Since we have that $T(v(0))=v(1)$, $T(v(1))=\tfrac{1}{2}v(2)$, $T(v(2))=\tfrac{1}{3}v(3)$ 
the matrix form of $T$, i.e. $[T]$, is as you wrote
\begin{pmatrix}
0 &  0 & 0\\
1  &0  & 0\\ 
0 & \tfrac{1}{2} & 0\\
0 & 0 & \tfrac{1}{3} 
\end{pmatrix}.
(2) On the other hand, since $D$ maps from a $4$-dimensional vector space to a $3$-dimensional one, hence $[D]$ will be a  $4 \times 3$ matrix. To get the entries of $[D]$ you have to calculate $D(v(0))$, $D(v(1))$, $D(v(2))$ and $D(v(3))$. For example, since $D(v(0))=0$ this means that the first column of $[D]$ consists only of zeros; while $D(v(1))=v(0)$ implies that the second column starts with $1$ and the rest of the entries in that column are zero.
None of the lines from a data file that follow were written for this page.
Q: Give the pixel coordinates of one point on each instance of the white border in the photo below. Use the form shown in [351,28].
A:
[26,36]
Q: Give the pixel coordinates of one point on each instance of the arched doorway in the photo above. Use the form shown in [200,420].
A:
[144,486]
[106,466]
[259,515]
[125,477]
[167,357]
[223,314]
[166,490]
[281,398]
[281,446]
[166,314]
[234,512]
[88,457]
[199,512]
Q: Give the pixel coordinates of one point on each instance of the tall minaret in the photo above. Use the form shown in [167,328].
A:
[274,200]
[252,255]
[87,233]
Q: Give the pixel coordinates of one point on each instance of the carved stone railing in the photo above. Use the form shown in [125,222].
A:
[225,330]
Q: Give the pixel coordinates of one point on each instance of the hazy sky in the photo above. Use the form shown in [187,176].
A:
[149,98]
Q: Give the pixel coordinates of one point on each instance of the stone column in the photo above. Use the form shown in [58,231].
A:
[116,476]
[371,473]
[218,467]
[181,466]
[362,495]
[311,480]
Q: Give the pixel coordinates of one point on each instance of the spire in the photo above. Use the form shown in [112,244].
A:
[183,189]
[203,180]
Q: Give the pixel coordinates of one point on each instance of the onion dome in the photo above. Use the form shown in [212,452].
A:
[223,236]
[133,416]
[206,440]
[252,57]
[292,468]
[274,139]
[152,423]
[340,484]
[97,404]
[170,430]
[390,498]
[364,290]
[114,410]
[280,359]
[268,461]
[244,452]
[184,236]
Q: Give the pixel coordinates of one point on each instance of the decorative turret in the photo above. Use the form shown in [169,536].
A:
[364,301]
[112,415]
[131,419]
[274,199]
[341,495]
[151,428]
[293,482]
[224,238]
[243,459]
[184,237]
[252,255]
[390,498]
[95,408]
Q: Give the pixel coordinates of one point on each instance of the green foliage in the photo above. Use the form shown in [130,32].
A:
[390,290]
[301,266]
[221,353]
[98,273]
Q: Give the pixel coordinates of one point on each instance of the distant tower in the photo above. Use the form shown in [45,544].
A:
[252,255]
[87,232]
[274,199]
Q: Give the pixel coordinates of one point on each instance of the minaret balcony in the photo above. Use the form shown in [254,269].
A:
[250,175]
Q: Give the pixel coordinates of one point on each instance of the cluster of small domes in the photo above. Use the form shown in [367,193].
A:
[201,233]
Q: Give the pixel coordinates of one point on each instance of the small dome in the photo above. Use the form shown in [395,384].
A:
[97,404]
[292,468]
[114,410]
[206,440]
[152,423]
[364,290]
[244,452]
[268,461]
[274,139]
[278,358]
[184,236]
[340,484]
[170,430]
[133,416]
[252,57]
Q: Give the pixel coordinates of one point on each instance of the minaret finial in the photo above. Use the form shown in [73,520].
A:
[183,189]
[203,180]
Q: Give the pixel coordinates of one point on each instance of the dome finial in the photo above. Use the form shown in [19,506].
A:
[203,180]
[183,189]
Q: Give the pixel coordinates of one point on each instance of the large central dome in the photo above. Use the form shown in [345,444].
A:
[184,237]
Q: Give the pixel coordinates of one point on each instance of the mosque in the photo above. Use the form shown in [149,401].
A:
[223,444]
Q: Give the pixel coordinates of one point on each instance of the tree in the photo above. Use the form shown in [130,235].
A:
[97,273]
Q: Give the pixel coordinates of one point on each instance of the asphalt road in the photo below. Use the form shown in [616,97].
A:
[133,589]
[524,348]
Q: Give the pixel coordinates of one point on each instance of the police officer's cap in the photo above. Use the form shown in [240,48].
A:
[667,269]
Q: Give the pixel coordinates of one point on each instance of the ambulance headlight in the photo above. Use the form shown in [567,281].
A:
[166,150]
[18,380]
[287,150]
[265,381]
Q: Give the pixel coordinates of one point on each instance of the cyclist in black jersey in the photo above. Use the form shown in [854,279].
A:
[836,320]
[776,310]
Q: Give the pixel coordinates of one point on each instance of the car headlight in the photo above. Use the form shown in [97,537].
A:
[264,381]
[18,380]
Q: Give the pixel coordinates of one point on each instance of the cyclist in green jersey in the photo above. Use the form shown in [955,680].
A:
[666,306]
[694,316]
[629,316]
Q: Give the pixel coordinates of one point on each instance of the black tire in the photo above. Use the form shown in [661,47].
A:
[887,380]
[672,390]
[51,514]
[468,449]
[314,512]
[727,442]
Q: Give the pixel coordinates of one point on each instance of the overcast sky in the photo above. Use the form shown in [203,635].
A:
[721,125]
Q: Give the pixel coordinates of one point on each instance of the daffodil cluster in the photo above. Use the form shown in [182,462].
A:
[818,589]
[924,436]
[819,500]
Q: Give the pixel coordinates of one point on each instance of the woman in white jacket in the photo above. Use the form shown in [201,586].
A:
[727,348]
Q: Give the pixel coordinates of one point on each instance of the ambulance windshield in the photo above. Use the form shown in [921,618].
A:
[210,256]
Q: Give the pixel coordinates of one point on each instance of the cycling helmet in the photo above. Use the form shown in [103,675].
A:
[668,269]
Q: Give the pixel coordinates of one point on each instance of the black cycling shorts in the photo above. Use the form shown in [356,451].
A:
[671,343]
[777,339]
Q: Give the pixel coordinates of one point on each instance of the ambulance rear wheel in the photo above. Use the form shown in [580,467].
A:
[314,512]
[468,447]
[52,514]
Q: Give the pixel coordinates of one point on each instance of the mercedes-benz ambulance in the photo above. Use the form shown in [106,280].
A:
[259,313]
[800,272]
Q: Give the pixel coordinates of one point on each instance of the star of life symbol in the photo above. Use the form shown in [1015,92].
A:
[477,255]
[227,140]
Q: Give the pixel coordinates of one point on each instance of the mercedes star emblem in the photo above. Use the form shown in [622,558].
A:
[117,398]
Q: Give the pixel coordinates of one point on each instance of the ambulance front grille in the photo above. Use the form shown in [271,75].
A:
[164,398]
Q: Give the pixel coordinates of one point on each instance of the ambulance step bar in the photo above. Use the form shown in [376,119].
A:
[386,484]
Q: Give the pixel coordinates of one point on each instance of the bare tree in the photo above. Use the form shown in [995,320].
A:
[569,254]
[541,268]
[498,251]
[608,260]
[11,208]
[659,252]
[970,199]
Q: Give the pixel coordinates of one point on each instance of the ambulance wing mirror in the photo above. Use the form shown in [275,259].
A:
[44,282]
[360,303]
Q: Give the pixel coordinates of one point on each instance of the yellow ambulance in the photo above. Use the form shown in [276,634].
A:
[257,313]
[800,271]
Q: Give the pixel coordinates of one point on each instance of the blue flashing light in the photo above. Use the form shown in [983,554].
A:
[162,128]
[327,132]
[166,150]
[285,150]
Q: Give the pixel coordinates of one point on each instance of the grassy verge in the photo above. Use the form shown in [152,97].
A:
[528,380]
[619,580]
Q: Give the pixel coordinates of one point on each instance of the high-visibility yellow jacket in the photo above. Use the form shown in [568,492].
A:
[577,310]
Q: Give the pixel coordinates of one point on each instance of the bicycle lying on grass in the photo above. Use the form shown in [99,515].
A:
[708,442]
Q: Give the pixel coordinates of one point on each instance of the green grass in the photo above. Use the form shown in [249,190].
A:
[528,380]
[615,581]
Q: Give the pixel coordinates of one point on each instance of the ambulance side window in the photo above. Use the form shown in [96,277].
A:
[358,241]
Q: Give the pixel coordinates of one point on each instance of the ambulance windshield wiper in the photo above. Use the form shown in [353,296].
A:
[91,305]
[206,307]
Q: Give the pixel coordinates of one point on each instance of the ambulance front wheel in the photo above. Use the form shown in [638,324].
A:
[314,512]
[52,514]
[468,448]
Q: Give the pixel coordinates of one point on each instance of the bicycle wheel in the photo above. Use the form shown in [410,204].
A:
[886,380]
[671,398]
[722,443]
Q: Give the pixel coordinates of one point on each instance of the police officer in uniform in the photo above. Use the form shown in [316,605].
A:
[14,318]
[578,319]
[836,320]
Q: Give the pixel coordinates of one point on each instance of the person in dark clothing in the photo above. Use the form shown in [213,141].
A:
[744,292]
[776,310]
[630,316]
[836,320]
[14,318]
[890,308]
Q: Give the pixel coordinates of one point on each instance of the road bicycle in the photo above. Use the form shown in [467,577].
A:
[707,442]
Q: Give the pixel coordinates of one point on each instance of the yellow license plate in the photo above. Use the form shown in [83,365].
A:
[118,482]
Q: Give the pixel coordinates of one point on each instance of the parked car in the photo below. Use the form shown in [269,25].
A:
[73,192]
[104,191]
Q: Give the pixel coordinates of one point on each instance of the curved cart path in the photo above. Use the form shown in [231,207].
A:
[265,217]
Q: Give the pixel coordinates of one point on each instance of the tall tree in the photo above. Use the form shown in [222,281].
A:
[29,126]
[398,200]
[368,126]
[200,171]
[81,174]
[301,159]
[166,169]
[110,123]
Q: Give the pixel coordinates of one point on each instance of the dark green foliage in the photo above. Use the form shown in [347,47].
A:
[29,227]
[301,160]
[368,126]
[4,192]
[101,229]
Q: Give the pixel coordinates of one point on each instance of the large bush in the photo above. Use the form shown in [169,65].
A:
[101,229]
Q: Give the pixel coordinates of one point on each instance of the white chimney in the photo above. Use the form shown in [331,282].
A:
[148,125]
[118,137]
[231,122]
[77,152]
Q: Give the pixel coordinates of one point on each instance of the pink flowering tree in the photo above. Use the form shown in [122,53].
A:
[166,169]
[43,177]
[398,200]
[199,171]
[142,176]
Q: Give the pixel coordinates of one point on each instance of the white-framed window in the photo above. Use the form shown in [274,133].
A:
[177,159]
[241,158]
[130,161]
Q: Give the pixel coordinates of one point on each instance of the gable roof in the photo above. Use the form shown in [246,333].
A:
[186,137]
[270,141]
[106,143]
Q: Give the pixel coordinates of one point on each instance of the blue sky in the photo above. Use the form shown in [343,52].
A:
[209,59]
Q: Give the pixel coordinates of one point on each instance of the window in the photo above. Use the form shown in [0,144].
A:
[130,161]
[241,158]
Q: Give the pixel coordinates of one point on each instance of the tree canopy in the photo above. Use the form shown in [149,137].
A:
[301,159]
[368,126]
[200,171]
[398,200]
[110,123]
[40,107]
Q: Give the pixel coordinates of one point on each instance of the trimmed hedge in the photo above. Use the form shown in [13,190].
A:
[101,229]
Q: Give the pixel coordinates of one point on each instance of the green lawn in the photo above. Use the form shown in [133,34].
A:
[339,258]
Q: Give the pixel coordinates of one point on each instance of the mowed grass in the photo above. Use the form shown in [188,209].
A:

You can similarly find the other columns.
Can you find now the full matrix $[D]$? 
(3) When you know the answer to (2), let us consider the maps $TD$ and $DT$. 
Since $T$ is a map from $V_2$ to $V_3$, and $D$ is a map from $V_3$ to $V_2$, 
$DT$ will be a $V_2 \to V_2$ map, and $TD$ will be a $V_3 \to V_3$ map. Hence $[DT]$ will be a $3 \times 3$ matrix, while $[TD]$ will be a $4 \times 4$ matrix. 
To find $[DT]$ you only need to calculate $DT(v(0))$, $DT(v(1))$ and $DT(v(2))$. For example, since $T(v(0))=v(1)$ and $D(v(1))=v(0)$, we have that $DT(v(0))=D(v(1))=v(0)$.
This means that the first column of the $3 \times 3$ matrix will start with $1$ and the rest of the entries in the first column are zero. You can also similarly find the other columns of $[DT]$ (and also of $[TD]$).
If you are done with finding $[DT]$, consider the matrix multiplication
$[D][T]$. Since $[D]$ is a $4 \times 3$ matrix and $[T]$ is a 
$3 \times 4$ matrix, $[D][T]$ will be a $3 \times 3$ matrix (as $[DT]$!). Perform the matrix multiplication and compare with the previously obtained $[DT]$ matrix. (And then do the same procedure once more: evaluate the matrix multiplication $[T][D]$ and compare that to matrix $[TD]$.)